Extended Data Figure 6 |

(a) tSNE plots of 5,928 single epithelial cells (n=6 non-polyp samples), and 4,346 single epithelial cells (n=6 polyp samples) colored by clusters identified through (left) shared nearest neighbor (SNN) analysis and (right) original biological curation of cell types (Supplementary Table 3; Methods) as illustrated in Figure 2a. NB: cluster colors in left panels of each disease are not comparable but curated clusters in right are, and glandular cells are highlighted for subsetting in next panel.

(b) Violin plots for the count-based expression level (log(scaled UMI+1)) of selected marker genes identified through marker discovery (ROC test) for each subset of glandular cells; 2,114 total cells (791 cells cluster 1; 709 cells LCN2 cluster; 283 cells SERPINB3 cluster; 209 cells MUC5B cluster; 183 cells PRB1 cluster) with representation of every non-polyp patient in each cluster of cells (e.g. no cluster is unique to one patient) and AUC metric 0.800 for LCN2, 0.736 for SERPINB3, 0.985 for MUC5B, 0.973 for BPIFB2, and 0.908 for PRB1.

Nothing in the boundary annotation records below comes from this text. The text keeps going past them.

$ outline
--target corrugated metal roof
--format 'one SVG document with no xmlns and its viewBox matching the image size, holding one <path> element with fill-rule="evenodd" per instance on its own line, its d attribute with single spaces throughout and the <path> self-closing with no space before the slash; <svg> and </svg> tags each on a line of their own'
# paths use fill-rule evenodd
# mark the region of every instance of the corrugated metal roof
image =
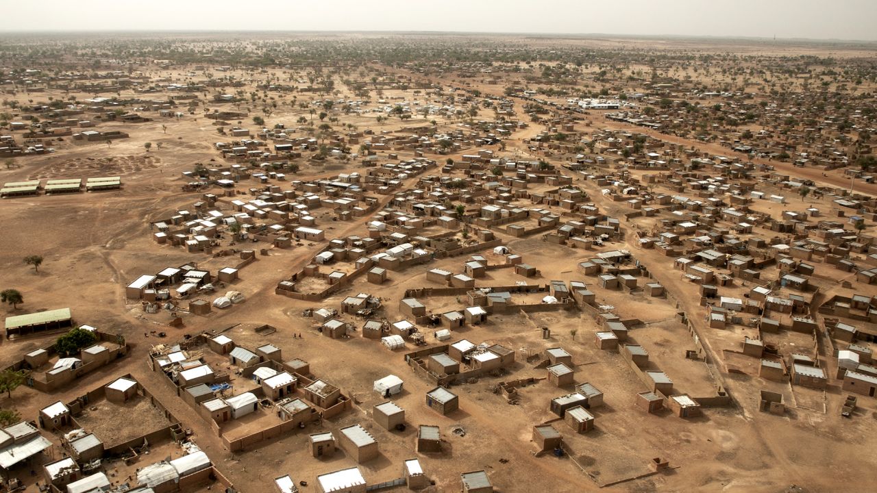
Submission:
<svg viewBox="0 0 877 493">
<path fill-rule="evenodd" d="M 446 404 L 457 398 L 457 396 L 452 394 L 449 390 L 442 387 L 436 387 L 427 392 L 426 395 L 441 404 Z"/>
<path fill-rule="evenodd" d="M 28 325 L 39 325 L 50 322 L 61 322 L 70 319 L 70 309 L 61 308 L 60 310 L 48 310 L 37 313 L 28 313 L 26 315 L 16 315 L 6 318 L 6 330 L 26 327 Z"/>
<path fill-rule="evenodd" d="M 419 436 L 421 439 L 428 440 L 441 439 L 441 432 L 438 430 L 438 426 L 430 426 L 427 425 L 421 425 Z"/>
<path fill-rule="evenodd" d="M 326 493 L 366 483 L 366 479 L 362 477 L 362 473 L 360 472 L 359 468 L 350 468 L 349 469 L 341 469 L 333 473 L 321 475 L 317 476 L 317 481 L 320 483 L 323 491 Z"/>
<path fill-rule="evenodd" d="M 103 473 L 96 473 L 67 485 L 67 493 L 89 493 L 110 489 L 110 480 Z"/>
<path fill-rule="evenodd" d="M 460 478 L 463 480 L 463 484 L 466 485 L 469 489 L 477 489 L 479 488 L 490 488 L 490 479 L 488 478 L 488 474 L 484 471 L 473 471 L 470 473 L 463 473 Z"/>
<path fill-rule="evenodd" d="M 25 442 L 12 444 L 0 450 L 0 468 L 8 469 L 50 447 L 52 447 L 52 442 L 46 439 L 42 435 L 33 437 Z"/>
<path fill-rule="evenodd" d="M 97 447 L 101 445 L 101 440 L 94 433 L 89 433 L 81 439 L 75 439 L 70 442 L 70 447 L 74 450 L 82 454 L 91 447 Z"/>
<path fill-rule="evenodd" d="M 183 476 L 210 467 L 210 460 L 206 454 L 199 450 L 171 461 L 170 465 L 174 467 L 177 474 Z"/>
<path fill-rule="evenodd" d="M 373 437 L 367 430 L 360 425 L 353 425 L 353 426 L 341 428 L 340 432 L 344 434 L 344 436 L 347 437 L 350 441 L 353 442 L 353 445 L 356 447 L 365 447 L 376 442 L 374 437 Z"/>
<path fill-rule="evenodd" d="M 150 464 L 137 471 L 137 483 L 150 488 L 169 481 L 176 481 L 179 477 L 180 474 L 176 472 L 174 466 L 163 461 Z"/>
</svg>

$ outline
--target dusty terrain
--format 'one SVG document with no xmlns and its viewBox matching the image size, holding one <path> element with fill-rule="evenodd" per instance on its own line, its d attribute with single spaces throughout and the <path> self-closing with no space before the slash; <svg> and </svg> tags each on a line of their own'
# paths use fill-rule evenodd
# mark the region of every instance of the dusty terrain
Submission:
<svg viewBox="0 0 877 493">
<path fill-rule="evenodd" d="M 532 41 L 516 38 L 510 44 L 528 46 L 531 43 L 539 49 L 563 44 L 576 49 L 595 46 L 638 50 L 644 47 L 644 43 L 647 43 L 648 49 L 668 51 L 702 50 L 704 53 L 730 52 L 764 56 L 873 56 L 873 52 L 847 46 L 775 47 L 738 43 L 702 45 L 674 40 L 656 45 L 641 39 Z M 407 68 L 389 64 L 375 63 L 368 69 L 407 75 L 412 80 L 425 79 L 425 76 Z M 153 65 L 144 70 L 153 78 L 183 80 L 195 69 L 179 64 L 168 68 Z M 263 71 L 285 77 L 290 70 L 299 79 L 306 77 L 303 69 L 272 67 Z M 256 92 L 255 79 L 265 77 L 265 74 L 253 75 L 239 69 L 230 74 L 246 81 L 243 88 L 239 88 L 246 93 Z M 332 75 L 337 80 L 336 99 L 356 97 L 341 83 L 341 80 L 348 75 L 350 74 L 343 72 Z M 448 75 L 442 83 L 451 88 L 465 85 L 467 89 L 475 89 L 482 95 L 497 96 L 503 95 L 503 89 L 502 84 L 481 83 L 474 79 L 459 78 L 453 74 Z M 392 102 L 396 97 L 427 100 L 427 96 L 420 94 L 419 90 L 417 94 L 414 90 L 388 88 L 381 90 L 381 96 L 374 94 L 375 91 L 373 90 L 373 100 L 381 98 Z M 120 95 L 134 96 L 135 93 L 123 89 Z M 42 101 L 49 96 L 76 96 L 82 100 L 93 95 L 47 89 L 40 93 L 7 94 L 4 97 L 25 102 L 28 99 Z M 303 103 L 318 97 L 316 93 L 299 93 L 297 101 Z M 372 107 L 375 105 L 371 104 Z M 220 105 L 209 101 L 205 106 L 233 110 L 230 104 Z M 515 112 L 518 119 L 529 120 L 519 103 L 515 105 Z M 260 113 L 255 110 L 251 111 L 241 126 L 255 128 L 257 125 L 252 122 L 252 117 Z M 379 123 L 374 118 L 377 113 L 345 115 L 334 111 L 332 114 L 340 122 L 332 124 L 337 128 L 340 128 L 340 124 L 350 124 L 360 131 L 373 129 L 375 132 L 427 125 L 431 119 L 437 120 L 439 132 L 463 125 L 462 121 L 453 116 L 431 115 L 427 118 L 414 115 L 407 121 L 390 118 Z M 490 119 L 493 118 L 491 115 L 492 111 L 482 109 L 478 118 Z M 634 228 L 646 229 L 650 226 L 646 218 L 639 218 L 641 222 L 623 223 L 621 228 L 627 233 L 625 239 L 608 242 L 604 250 L 624 248 L 633 252 L 636 258 L 649 268 L 654 279 L 673 295 L 674 299 L 650 298 L 641 294 L 629 296 L 623 291 L 602 289 L 595 283 L 592 284 L 593 279 L 588 280 L 588 286 L 594 286 L 592 290 L 600 304 L 613 305 L 622 318 L 637 318 L 644 322 L 643 325 L 631 331 L 631 337 L 638 344 L 649 347 L 652 361 L 674 375 L 674 382 L 683 391 L 703 394 L 721 384 L 733 397 L 733 405 L 710 408 L 702 417 L 694 419 L 681 419 L 669 411 L 652 415 L 635 409 L 632 405 L 634 397 L 644 389 L 640 382 L 617 352 L 601 351 L 595 347 L 592 332 L 597 330 L 597 324 L 592 317 L 578 310 L 529 315 L 503 314 L 491 317 L 484 325 L 467 325 L 455 331 L 459 332 L 455 335 L 476 344 L 489 341 L 512 348 L 517 352 L 517 362 L 509 368 L 510 375 L 503 378 L 484 377 L 454 386 L 453 389 L 460 395 L 460 409 L 449 416 L 440 416 L 423 404 L 424 394 L 431 385 L 415 375 L 403 361 L 403 353 L 415 348 L 411 344 L 408 344 L 405 350 L 389 352 L 375 341 L 358 334 L 350 339 L 331 339 L 317 331 L 315 322 L 301 316 L 302 311 L 309 308 L 339 308 L 346 297 L 366 292 L 381 297 L 385 307 L 383 318 L 389 321 L 401 319 L 403 316 L 399 313 L 397 304 L 404 290 L 430 285 L 426 281 L 426 272 L 431 268 L 460 272 L 461 262 L 465 260 L 463 257 L 439 259 L 403 272 L 390 272 L 389 282 L 380 287 L 367 282 L 363 276 L 324 300 L 308 303 L 277 296 L 275 286 L 278 281 L 310 263 L 313 255 L 324 246 L 324 242 L 312 242 L 310 245 L 305 242 L 289 249 L 271 248 L 268 254 L 260 254 L 254 263 L 242 270 L 240 279 L 233 283 L 234 289 L 246 295 L 246 302 L 228 310 L 214 310 L 205 317 L 186 316 L 184 326 L 168 327 L 167 323 L 170 318 L 166 311 L 156 315 L 145 314 L 139 303 L 125 300 L 125 288 L 141 274 L 154 273 L 167 266 L 194 261 L 198 263 L 199 268 L 215 272 L 227 265 L 222 257 L 214 258 L 203 252 L 188 254 L 178 247 L 157 245 L 151 238 L 153 232 L 149 223 L 168 218 L 174 211 L 191 208 L 193 203 L 202 198 L 204 191 L 219 193 L 218 188 L 199 192 L 182 191 L 182 187 L 188 180 L 182 174 L 192 170 L 196 163 L 210 166 L 210 161 L 222 161 L 213 144 L 230 138 L 218 135 L 213 121 L 199 115 L 187 114 L 182 118 L 160 118 L 157 113 L 153 113 L 150 117 L 153 118 L 153 121 L 146 123 L 102 123 L 99 125 L 101 131 L 123 130 L 130 134 L 129 139 L 114 140 L 111 146 L 103 142 L 74 143 L 65 137 L 63 141 L 54 146 L 56 151 L 53 154 L 18 157 L 15 159 L 15 167 L 0 167 L 0 182 L 122 177 L 124 185 L 119 190 L 0 200 L 0 224 L 5 226 L 4 233 L 0 235 L 0 272 L 3 273 L 0 275 L 0 289 L 15 288 L 21 291 L 25 298 L 25 303 L 18 310 L 5 304 L 0 307 L 0 317 L 70 307 L 77 323 L 89 324 L 108 332 L 121 333 L 132 347 L 132 353 L 125 359 L 76 380 L 75 386 L 52 395 L 22 386 L 13 392 L 11 398 L 7 398 L 5 395 L 0 397 L 0 407 L 14 408 L 25 419 L 32 420 L 39 409 L 52 402 L 68 402 L 115 375 L 131 373 L 182 421 L 184 427 L 194 432 L 194 439 L 210 454 L 217 468 L 238 486 L 239 491 L 246 493 L 268 491 L 273 488 L 270 479 L 287 473 L 296 482 L 309 482 L 310 485 L 303 488 L 303 491 L 314 491 L 317 475 L 356 465 L 343 453 L 327 461 L 317 461 L 311 458 L 307 451 L 308 433 L 353 424 L 361 424 L 368 429 L 380 444 L 379 458 L 360 468 L 370 482 L 398 477 L 401 461 L 417 457 L 427 475 L 434 482 L 427 491 L 458 491 L 459 475 L 477 469 L 488 471 L 496 490 L 508 493 L 536 489 L 572 492 L 602 488 L 620 491 L 816 492 L 837 490 L 839 484 L 864 490 L 867 489 L 864 485 L 873 481 L 871 454 L 877 444 L 874 439 L 877 404 L 874 399 L 860 397 L 856 417 L 847 420 L 839 416 L 840 405 L 845 397 L 845 392 L 842 392 L 839 387 L 832 385 L 825 392 L 817 392 L 802 387 L 793 388 L 788 382 L 766 382 L 758 377 L 757 363 L 753 365 L 752 361 L 739 359 L 734 354 L 721 356 L 724 349 L 731 347 L 737 348 L 734 345 L 742 339 L 745 330 L 719 331 L 705 327 L 703 307 L 698 303 L 696 286 L 681 278 L 681 273 L 673 269 L 671 258 L 637 246 Z M 295 126 L 294 122 L 300 117 L 314 118 L 307 109 L 291 103 L 282 103 L 270 116 L 265 116 L 265 119 L 268 126 L 282 122 Z M 588 118 L 588 132 L 607 128 L 635 131 L 674 144 L 695 147 L 703 153 L 743 157 L 743 154 L 734 154 L 726 146 L 716 143 L 663 135 L 606 119 L 598 112 L 592 111 Z M 232 125 L 225 126 L 229 128 Z M 551 157 L 533 153 L 524 143 L 524 139 L 545 130 L 545 125 L 532 123 L 528 128 L 518 130 L 505 139 L 504 152 L 500 153 L 496 146 L 491 148 L 510 159 L 512 156 L 517 160 L 545 159 L 553 164 L 561 164 L 560 161 L 553 162 Z M 20 135 L 20 132 L 18 134 Z M 146 142 L 153 143 L 148 150 L 144 147 Z M 159 142 L 162 143 L 160 148 L 156 146 Z M 430 157 L 444 161 L 446 157 L 459 160 L 461 157 L 459 154 L 433 154 Z M 410 151 L 398 153 L 398 160 L 412 157 L 414 154 Z M 388 158 L 386 154 L 381 154 L 381 162 L 397 161 Z M 851 180 L 843 175 L 842 169 L 800 168 L 789 162 L 761 158 L 754 161 L 774 166 L 777 172 L 812 180 L 816 186 L 848 188 L 851 184 Z M 339 172 L 361 173 L 364 170 L 357 161 L 346 162 L 330 159 L 324 163 L 302 159 L 300 164 L 294 178 L 290 176 L 288 180 L 308 181 L 332 176 Z M 643 173 L 634 172 L 634 175 L 641 175 Z M 247 193 L 246 190 L 249 187 L 258 186 L 253 183 L 239 183 L 237 189 L 242 194 Z M 417 178 L 407 179 L 401 189 L 413 188 L 416 183 Z M 272 184 L 282 188 L 289 186 L 289 182 L 273 182 Z M 598 189 L 591 183 L 577 178 L 574 184 L 586 189 L 603 213 L 621 217 L 620 214 L 627 211 L 624 203 L 613 203 L 601 197 Z M 549 188 L 545 187 L 545 189 Z M 859 193 L 877 195 L 877 184 L 859 182 L 855 188 Z M 392 196 L 378 196 L 382 204 L 387 204 Z M 827 199 L 812 196 L 802 199 L 790 196 L 788 202 L 787 207 L 790 210 L 803 210 L 814 204 L 816 207 L 831 207 Z M 757 207 L 766 213 L 779 213 L 778 210 L 766 204 Z M 327 240 L 347 235 L 367 236 L 365 225 L 370 220 L 371 216 L 354 218 L 346 222 L 317 217 L 317 227 L 326 229 Z M 866 232 L 873 232 L 872 223 Z M 766 237 L 772 234 L 766 231 L 760 232 Z M 497 236 L 513 253 L 524 256 L 526 263 L 540 270 L 539 277 L 528 280 L 531 283 L 546 283 L 550 280 L 567 282 L 582 280 L 584 276 L 578 270 L 577 264 L 595 254 L 594 251 L 570 249 L 546 243 L 540 236 L 522 239 L 502 234 Z M 489 255 L 491 252 L 487 249 L 481 254 Z M 44 257 L 39 272 L 22 262 L 22 257 L 30 254 Z M 333 268 L 345 270 L 351 268 L 351 265 L 339 263 Z M 824 293 L 858 291 L 868 296 L 875 294 L 877 289 L 873 284 L 853 289 L 841 289 L 838 282 L 851 279 L 854 282 L 854 275 L 847 273 L 844 279 L 838 279 L 837 272 L 828 270 L 827 267 L 824 268 L 821 264 L 817 268 L 816 275 L 819 277 L 815 276 L 814 281 L 823 287 Z M 497 269 L 489 271 L 479 280 L 479 283 L 510 285 L 519 280 L 521 277 L 513 275 L 510 269 Z M 321 282 L 309 279 L 298 289 L 306 291 L 313 289 L 316 291 L 324 287 L 317 284 L 321 284 Z M 745 290 L 745 288 L 739 287 L 740 296 Z M 520 303 L 524 300 L 526 303 L 538 303 L 535 298 L 521 297 L 519 299 Z M 678 300 L 678 305 L 674 300 Z M 432 297 L 424 301 L 429 310 L 436 313 L 461 309 L 466 303 L 454 297 Z M 688 314 L 692 323 L 705 331 L 707 337 L 703 343 L 715 358 L 710 364 L 685 358 L 685 350 L 692 347 L 692 342 L 685 325 L 679 323 L 676 317 L 679 311 Z M 344 316 L 344 318 L 361 325 L 361 320 L 356 318 Z M 238 324 L 243 325 L 235 326 Z M 271 325 L 277 328 L 277 332 L 262 336 L 252 330 L 255 325 L 261 324 Z M 203 331 L 221 332 L 232 326 L 234 328 L 224 333 L 239 346 L 253 348 L 272 343 L 282 349 L 284 360 L 301 358 L 307 361 L 312 373 L 353 397 L 353 411 L 332 420 L 311 424 L 306 430 L 295 434 L 270 440 L 255 450 L 241 454 L 225 450 L 222 440 L 206 421 L 176 397 L 162 375 L 147 368 L 146 360 L 153 345 L 174 342 L 185 334 Z M 541 337 L 540 328 L 544 326 L 552 329 L 550 339 Z M 156 332 L 167 332 L 167 338 L 159 339 Z M 302 339 L 293 338 L 293 334 L 299 333 Z M 0 362 L 5 365 L 16 361 L 23 354 L 50 343 L 56 336 L 47 334 L 3 340 Z M 801 339 L 795 339 L 797 337 Z M 812 345 L 812 340 L 794 333 L 788 339 L 778 340 L 777 344 L 806 346 Z M 569 452 L 568 455 L 561 458 L 551 454 L 534 456 L 531 437 L 533 425 L 556 418 L 549 411 L 548 402 L 567 391 L 556 389 L 547 382 L 541 382 L 522 388 L 520 400 L 514 405 L 492 391 L 493 387 L 503 379 L 543 377 L 545 371 L 534 368 L 531 362 L 524 361 L 521 354 L 538 353 L 554 346 L 563 347 L 573 355 L 577 383 L 589 382 L 605 393 L 604 407 L 594 411 L 597 424 L 594 432 L 576 435 L 563 423 L 555 425 L 564 435 Z M 728 365 L 741 371 L 729 373 Z M 393 399 L 405 409 L 406 422 L 411 425 L 403 432 L 384 430 L 371 419 L 372 406 L 383 401 L 373 391 L 373 382 L 389 374 L 397 375 L 405 381 L 405 390 Z M 759 412 L 758 391 L 761 389 L 784 393 L 788 396 L 787 400 L 791 398 L 795 401 L 797 407 L 787 402 L 789 411 L 784 417 Z M 573 391 L 572 389 L 567 390 Z M 139 405 L 137 404 L 138 407 Z M 160 416 L 154 417 L 149 412 L 143 416 L 128 410 L 111 410 L 108 412 L 114 415 L 105 419 L 111 425 L 101 427 L 96 423 L 94 431 L 96 433 L 119 437 L 119 441 L 125 439 L 126 428 L 149 428 L 153 421 L 161 420 Z M 100 414 L 96 411 L 89 412 L 92 413 L 96 416 Z M 415 451 L 417 425 L 441 427 L 446 445 L 443 454 L 418 454 Z M 246 422 L 236 423 L 235 426 L 246 427 Z M 452 432 L 456 426 L 465 430 L 465 436 Z M 238 432 L 244 432 L 232 428 L 232 433 Z M 158 454 L 166 454 L 163 452 Z M 654 458 L 668 461 L 671 468 L 662 474 L 635 479 L 652 470 Z M 130 471 L 119 470 L 118 474 L 125 476 Z M 617 482 L 618 483 L 615 484 Z M 534 486 L 536 484 L 538 488 Z M 27 491 L 36 491 L 36 489 L 32 487 Z"/>
</svg>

(c) Samples were acquired through the two distinct methods of nasal scraping and ethmoid sinus surgical intervention. This allowed for sampling of left: healthy tissue from InfTurb (scraping), middle: of CRS-EthSin-non-polyp tissue (surgery), right: of CRS-EthSin-polyp tissue (surgery), of InfTurb of polyp-bearing individuals (scraping), and of CRS-EthSin-polyp tissue accessible for scraping (scraping). Anatomy of the nasal turbinates (healthy and CRS polyp) and ethmoid sinus (CRS non-polyp and CRS polyp) where samples were acquired is displayed below, highlighting the depth of cells recovered from each site related to Fig. 2. Healthy tissue is annotated with basal and apical cell types, including sub-mucosal glands.

(d) Left: tSNE plot of 18,704 single cells from nasal scrapings (n=9 samples) colored by clusters identified through shared nearest neighbor (SNN) analysis (Supplementary Table 3; Methods); middle: tSNE plot colored by cell types identified through marker discovery (ROC test) and biological curation of identified clusters (Supplementary Table 3; Methods); right: colored by disease and tissue of origin from healthy InfTurb (7,603 cells; n=3 samples), polyp-bearing patient InfTurb (2,298 cells; n=4 samples), and polyp scraping directly from EthSin-polyp (8,803 cells; n=2 samples); with adjacent select marker gene overlays displaying count-based UMI-collapsed expression level (log(scaled UMI+1)) for apical epithelial (KRT8) and hematopoietic (PTPRC) genes.

(e) Select marker gene overlays displaying count-based UMI-collapsed expression level (log(scaled UMI+1)) on a tSNE plot from (a) for key cell types identified (see Supplementary Table 3 for full gene lists); area under the curve (AUC) 0.946 to 0.705 for all markers displayed.

(f) Violin plots for the count-based expression level (log(scaled UMI+1)) for key differentially expressed genes using ROC test within myeloid cells across disease states and tissues identified (Methods); 137 cells, n=3 healthy inferior turbinate; 157 cells, n=4 polyp inferior turbinate; 210 cells, n=2 polyp ethmoid sinus samples; AUC 0.67 for TXNRD1, 0.615 for RALA, 0.647 for TLR2, 0.619 for RIPK2, 0.747 for C1QA, 0.674 for FGL2.